Hey guys, for three days now I’m constantly getting emails from fail2ban for failed sip attempts. After 8 hours I counted about 2000 failed attempts.
Should I worry or is this okay and fail2ban will handle it fine?
Also UCP is accessible from the wan, but secured by an additional firewall and reverse proxy.
Trunks either are IP based so send SIP to your PBX as defined, (allow those IP addresses in your firewall) or if using ‘registration’ are informed by your successful registers to the VSP (likely still allow those IP addresses also, but a well formed router will happily forward ‘related’ traffic correctly.
Given the above, if your SIP channel driver of whatever flavor binds to a port which is NOT 5060 for incoming connections and you add tell all your endpoints to use the same NOT 5060 but your defined BINDPORT you will not get less attempts against 5060 at the external interface, but you will find that your PBX replies are just not there. Problem Solved. For belt and braces, after you see its working, drop 5060 at your firewall’s INPUT chain
Accidents happens . Now you have the firewall up will be a good idea to restrict access to TCP/UDP: 5060-5061 to your trusted IPs (your site, remote sites, SIP providers, etc). dicko’s approach will provide additional defense for your system.
There’s always soem risk to expose your system directly to the WAN (port forwarding).
For trunks, sometimes there’s no choise, but for any extension, you can use any VPN connections under UDP.
OpenVPN works fine.
But I worked some years with a paranoiac rules with my fire wall (just accept only trusted IP address). That works fine too.
I should clarify, my Fail2Ban log files filled the disk before I switched the ban time to -1 - because the switch was blocking IPs for 10 minutes but then after 10 minutes the attack was still going on so blocking again.
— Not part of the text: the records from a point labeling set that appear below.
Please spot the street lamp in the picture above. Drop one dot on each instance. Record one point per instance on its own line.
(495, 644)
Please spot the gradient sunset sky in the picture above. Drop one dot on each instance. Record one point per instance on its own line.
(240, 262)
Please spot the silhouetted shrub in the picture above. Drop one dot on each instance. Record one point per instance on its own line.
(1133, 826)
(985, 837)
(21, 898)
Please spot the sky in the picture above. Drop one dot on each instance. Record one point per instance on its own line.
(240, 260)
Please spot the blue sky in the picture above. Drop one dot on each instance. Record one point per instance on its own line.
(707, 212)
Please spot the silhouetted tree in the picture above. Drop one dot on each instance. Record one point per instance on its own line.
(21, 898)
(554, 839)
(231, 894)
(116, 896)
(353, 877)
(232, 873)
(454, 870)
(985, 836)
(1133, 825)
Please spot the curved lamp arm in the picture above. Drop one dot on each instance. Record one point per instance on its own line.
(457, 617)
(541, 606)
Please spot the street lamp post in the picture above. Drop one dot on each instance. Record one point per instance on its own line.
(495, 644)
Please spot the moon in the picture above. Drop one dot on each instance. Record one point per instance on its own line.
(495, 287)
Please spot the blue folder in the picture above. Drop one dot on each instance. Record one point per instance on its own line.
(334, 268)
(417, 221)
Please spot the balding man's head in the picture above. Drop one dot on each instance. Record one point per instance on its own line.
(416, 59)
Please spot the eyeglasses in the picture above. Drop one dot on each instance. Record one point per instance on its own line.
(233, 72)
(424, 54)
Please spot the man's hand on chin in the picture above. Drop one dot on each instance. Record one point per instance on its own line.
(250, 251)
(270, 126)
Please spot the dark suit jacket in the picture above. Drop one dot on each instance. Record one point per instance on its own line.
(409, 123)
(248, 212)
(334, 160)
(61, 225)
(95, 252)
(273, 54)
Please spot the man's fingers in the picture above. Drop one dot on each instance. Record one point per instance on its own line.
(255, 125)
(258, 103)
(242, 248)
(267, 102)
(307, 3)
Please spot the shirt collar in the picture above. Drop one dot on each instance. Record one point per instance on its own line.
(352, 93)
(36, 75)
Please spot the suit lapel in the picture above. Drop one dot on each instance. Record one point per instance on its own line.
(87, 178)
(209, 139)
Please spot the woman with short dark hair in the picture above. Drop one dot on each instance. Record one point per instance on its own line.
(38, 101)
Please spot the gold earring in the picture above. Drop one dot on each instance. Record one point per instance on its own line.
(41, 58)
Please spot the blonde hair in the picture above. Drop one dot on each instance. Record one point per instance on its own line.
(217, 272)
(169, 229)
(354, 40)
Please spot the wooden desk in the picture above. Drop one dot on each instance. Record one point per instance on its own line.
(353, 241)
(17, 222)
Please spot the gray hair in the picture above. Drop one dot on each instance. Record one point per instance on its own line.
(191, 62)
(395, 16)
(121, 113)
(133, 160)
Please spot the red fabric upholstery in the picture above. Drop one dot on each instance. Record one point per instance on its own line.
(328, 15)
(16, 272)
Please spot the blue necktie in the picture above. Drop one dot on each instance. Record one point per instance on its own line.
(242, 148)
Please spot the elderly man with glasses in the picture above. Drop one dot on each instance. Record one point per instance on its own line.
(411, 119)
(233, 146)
Changing it to -1 prevented it filling the disk, because once blocked it didn’t re-appear.
There’s almost never a valid reason to expose any of the ports on your PBX to the public. Remote trunks that use registration will open the ports for responding packets automatically.
If you have remote extensions and cannot service them by registering directly with a service provider, they should connect via OpenVPN, which is included with the FreePBX Distro and most linux distributions.
hmm, External extensions need access through the interwires , but you are going to have to help every one of your /android/apple/windows/whatever clients setup VPN’s over their lack of understanding (perhaps including yours ) ?
(how would a ‘remote extension’ register with ‘a service provider’ and be able to be part of your PBX?)
Otherwise a great idea . . .
examples . . .
I have a iphone . . . .
I have an android . . .
I use Windows . . .
I use MacOs
I use an OBI
I use an . . . . . . . . . .
If someone is using an external extension, then you’re already setting up their phone and/or their softphone. You can set-up an VPN at the same time.
Remote extensions can register to a service provider and use the service provider’s internal extension system to get into your system. They can also use a regular DID to call into your system. There are lots of ways to do it.